Chronological and Thematic Structure

The chronological and thematic structuring of a curriculum both come with positives and negatives. Chronological structures add stability and a more defined structure than a thematic. However, picking a chronological structure does seem to limit the area and content that can be covered. I think that it has a hard time adding perspective since it can be difficult to analyze a larger catalogue of material where students can study cultures that they might not be used to, or ones that do not get very much attention. Where as a thematic structure provides a wide range of topics that can be hand picked by the instructor, and also allows for more off the cuff substitutions of subject material. A thematic structure also seems to take much more preparation, because a chronological approach is very straight forward and largely following the same formula, and stays predominantly European focused.  Say if an instructor chose a thematic course and wanted to teach a unit on religions, it won’t just follow the ordinary “Christianity vs. Islam” narrative that is so pervasive in most world history courses. An instructor can choose to speak about the Hindu and Muslim kingdoms of India, or perhaps the impact of Confucianism in China, or its attack in a Communist China. It even allows a great starting off point for topics that are usually secondary importance. Topics like gender as written by Sharon Cohen, is something that is usually relegated to the back of a unit but are typically not pursued in such a head first strategy. However, a thematic approach allows for a different type of course that would hopefully be a breath of fresh air for students who are used to a predictable structure that does not allow for a setting that produces new and critical thinking.

I think that there is a way to have the best of worlds and keep the stability of a chronological structure, while still having the flexibility and broad ranging structure of thematic.
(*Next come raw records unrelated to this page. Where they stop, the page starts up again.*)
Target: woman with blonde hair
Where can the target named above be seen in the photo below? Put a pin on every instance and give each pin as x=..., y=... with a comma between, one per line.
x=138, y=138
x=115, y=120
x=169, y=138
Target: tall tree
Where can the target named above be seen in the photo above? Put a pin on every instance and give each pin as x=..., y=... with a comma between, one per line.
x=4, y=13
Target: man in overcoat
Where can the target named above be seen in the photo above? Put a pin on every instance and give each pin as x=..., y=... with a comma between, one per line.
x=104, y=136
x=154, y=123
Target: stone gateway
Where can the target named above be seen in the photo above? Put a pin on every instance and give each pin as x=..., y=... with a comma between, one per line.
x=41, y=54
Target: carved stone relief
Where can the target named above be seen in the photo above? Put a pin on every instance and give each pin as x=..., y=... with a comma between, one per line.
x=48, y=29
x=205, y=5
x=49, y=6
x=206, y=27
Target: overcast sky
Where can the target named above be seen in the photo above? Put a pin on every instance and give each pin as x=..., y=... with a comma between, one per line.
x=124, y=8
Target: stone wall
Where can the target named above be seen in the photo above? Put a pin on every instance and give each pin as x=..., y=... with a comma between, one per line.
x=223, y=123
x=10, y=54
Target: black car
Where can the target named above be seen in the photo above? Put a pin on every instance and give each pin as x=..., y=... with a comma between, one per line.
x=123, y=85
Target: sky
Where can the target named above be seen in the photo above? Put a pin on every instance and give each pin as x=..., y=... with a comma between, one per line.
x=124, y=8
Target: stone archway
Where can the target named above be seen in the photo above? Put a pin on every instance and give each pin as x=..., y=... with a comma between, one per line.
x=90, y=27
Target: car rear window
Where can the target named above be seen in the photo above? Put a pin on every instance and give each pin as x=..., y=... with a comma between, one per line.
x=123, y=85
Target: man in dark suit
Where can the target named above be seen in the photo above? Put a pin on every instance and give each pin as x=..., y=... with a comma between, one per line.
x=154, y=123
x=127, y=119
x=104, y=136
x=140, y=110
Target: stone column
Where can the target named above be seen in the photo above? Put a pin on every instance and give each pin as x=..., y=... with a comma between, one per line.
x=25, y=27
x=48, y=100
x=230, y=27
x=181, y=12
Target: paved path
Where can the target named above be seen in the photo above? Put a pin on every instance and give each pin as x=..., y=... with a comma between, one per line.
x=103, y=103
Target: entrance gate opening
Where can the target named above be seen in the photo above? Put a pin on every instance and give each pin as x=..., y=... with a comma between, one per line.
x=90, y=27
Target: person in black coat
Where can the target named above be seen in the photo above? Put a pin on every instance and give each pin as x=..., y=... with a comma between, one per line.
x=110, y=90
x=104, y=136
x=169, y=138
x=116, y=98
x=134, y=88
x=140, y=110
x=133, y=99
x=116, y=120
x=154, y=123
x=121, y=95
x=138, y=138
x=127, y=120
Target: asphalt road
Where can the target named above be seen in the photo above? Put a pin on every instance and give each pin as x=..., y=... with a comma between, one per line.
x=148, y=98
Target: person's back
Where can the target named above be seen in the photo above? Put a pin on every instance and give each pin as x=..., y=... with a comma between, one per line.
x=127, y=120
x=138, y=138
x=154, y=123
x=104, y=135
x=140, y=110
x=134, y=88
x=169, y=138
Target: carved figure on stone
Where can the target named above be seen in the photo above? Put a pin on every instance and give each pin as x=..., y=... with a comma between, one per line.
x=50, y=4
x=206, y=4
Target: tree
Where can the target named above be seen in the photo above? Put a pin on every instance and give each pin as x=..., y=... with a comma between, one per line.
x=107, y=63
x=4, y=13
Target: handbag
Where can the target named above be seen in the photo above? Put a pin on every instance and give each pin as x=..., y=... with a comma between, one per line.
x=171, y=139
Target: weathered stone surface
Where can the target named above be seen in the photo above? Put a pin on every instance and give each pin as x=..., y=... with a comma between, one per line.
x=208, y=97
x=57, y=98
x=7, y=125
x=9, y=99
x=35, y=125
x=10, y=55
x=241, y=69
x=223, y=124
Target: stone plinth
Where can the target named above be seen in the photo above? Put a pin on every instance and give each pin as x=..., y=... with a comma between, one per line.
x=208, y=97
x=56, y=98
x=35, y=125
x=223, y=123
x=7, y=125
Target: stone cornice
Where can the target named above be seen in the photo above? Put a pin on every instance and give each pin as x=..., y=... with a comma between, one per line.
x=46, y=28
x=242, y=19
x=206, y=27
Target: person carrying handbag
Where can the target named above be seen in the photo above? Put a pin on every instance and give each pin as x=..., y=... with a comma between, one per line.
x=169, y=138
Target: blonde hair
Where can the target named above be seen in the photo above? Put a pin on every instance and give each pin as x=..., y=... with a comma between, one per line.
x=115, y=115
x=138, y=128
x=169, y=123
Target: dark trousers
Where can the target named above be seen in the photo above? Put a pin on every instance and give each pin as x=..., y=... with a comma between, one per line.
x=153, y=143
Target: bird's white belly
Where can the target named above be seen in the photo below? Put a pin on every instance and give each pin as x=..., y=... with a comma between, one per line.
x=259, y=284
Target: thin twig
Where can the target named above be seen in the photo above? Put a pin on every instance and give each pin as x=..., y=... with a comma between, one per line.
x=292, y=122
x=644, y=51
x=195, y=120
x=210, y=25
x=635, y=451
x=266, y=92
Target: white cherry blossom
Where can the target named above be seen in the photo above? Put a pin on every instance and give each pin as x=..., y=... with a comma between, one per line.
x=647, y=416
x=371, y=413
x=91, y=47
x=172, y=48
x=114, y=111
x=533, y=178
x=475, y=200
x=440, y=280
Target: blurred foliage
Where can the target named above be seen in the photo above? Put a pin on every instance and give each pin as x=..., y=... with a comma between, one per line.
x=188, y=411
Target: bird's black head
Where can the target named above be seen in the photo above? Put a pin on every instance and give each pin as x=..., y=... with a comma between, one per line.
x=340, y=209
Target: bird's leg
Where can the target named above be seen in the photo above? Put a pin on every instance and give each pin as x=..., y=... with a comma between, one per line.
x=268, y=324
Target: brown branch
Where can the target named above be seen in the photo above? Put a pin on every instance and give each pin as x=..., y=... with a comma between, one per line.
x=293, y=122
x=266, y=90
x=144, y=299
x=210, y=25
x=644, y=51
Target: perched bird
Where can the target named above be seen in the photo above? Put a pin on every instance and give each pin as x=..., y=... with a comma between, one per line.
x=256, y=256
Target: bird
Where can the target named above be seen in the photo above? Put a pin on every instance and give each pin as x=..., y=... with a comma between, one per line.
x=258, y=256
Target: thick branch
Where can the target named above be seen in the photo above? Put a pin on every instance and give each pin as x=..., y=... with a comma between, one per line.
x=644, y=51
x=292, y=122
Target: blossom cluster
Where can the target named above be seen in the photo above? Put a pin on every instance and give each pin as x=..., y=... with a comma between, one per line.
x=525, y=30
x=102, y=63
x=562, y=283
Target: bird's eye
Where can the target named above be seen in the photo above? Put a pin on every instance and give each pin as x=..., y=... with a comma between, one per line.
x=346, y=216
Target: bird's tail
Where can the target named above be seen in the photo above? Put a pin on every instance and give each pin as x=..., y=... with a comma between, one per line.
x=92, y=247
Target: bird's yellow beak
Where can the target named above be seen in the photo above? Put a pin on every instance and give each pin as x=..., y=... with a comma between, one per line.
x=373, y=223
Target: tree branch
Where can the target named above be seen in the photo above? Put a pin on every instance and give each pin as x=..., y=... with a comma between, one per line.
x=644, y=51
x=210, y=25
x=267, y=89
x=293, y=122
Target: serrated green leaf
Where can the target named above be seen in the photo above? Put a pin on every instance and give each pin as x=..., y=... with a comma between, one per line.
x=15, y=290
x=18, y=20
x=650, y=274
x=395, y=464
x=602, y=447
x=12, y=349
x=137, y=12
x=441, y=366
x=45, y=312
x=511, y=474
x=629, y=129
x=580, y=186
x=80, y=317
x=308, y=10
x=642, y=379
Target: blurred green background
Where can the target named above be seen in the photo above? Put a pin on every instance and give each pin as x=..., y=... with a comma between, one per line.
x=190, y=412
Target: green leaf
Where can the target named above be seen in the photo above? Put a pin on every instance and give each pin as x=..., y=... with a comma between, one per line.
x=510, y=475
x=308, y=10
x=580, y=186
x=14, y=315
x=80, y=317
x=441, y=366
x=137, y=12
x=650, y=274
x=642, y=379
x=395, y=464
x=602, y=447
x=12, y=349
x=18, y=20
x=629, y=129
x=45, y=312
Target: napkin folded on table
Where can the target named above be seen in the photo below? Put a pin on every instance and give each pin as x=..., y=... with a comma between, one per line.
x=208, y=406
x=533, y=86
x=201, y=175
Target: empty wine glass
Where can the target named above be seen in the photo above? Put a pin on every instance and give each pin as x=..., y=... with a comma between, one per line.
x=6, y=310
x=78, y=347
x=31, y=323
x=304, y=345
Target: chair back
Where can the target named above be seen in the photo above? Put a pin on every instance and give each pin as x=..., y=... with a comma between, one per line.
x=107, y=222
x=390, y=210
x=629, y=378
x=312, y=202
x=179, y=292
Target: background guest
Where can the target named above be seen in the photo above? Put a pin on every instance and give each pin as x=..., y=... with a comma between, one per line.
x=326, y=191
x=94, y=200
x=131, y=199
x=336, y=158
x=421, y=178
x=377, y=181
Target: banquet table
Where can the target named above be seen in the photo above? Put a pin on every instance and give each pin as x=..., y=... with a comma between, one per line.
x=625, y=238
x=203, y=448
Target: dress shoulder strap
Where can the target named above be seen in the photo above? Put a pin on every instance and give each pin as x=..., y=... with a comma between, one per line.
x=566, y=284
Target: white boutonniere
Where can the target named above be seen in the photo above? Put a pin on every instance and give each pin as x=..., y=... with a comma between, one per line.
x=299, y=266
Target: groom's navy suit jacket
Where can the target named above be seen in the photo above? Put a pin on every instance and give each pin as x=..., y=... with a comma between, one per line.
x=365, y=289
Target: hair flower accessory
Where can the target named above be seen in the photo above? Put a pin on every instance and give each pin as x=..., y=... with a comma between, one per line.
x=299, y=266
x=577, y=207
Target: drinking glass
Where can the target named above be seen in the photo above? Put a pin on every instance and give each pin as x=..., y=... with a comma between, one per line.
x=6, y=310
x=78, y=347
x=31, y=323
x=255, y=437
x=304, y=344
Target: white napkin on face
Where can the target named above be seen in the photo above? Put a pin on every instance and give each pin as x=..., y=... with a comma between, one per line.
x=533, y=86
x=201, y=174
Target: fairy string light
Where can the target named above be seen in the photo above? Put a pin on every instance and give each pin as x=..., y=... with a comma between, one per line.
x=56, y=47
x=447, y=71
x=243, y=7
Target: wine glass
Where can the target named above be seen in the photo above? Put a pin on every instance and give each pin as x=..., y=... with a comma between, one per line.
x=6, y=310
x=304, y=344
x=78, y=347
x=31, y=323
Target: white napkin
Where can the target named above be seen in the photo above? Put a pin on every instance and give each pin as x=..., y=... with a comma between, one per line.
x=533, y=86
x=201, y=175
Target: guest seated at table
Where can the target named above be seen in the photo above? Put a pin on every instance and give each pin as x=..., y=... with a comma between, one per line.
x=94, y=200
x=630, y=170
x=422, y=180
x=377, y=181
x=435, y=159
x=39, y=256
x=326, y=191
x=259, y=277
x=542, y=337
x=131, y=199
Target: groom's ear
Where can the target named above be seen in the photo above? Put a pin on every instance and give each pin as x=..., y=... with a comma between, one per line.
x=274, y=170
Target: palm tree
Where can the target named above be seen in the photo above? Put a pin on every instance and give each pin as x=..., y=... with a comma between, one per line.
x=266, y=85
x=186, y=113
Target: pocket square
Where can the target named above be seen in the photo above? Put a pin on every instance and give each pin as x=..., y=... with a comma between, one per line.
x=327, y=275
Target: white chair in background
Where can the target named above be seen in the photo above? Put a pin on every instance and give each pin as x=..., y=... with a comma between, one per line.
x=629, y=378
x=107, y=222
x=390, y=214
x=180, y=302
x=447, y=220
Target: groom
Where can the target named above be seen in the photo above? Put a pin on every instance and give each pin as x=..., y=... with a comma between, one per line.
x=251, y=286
The way I think and structure this hybrid is pretty simple. I take the chronological timeline by focusing on one civilization and everything that entails. Then you can tie that back to a thematic focus of the instructor’s choice. Take the idea of technologically advanced societies interacting with less advanced ones, this could be added onto a discussion of European colonization. There are many different branches that can be followed with a topic like this. You could follow the accounts of Spanish conquistadors like Hernan Cortes, Francisco Pizarro. While connecting it back to the response and feelings of the Aztec and Inca.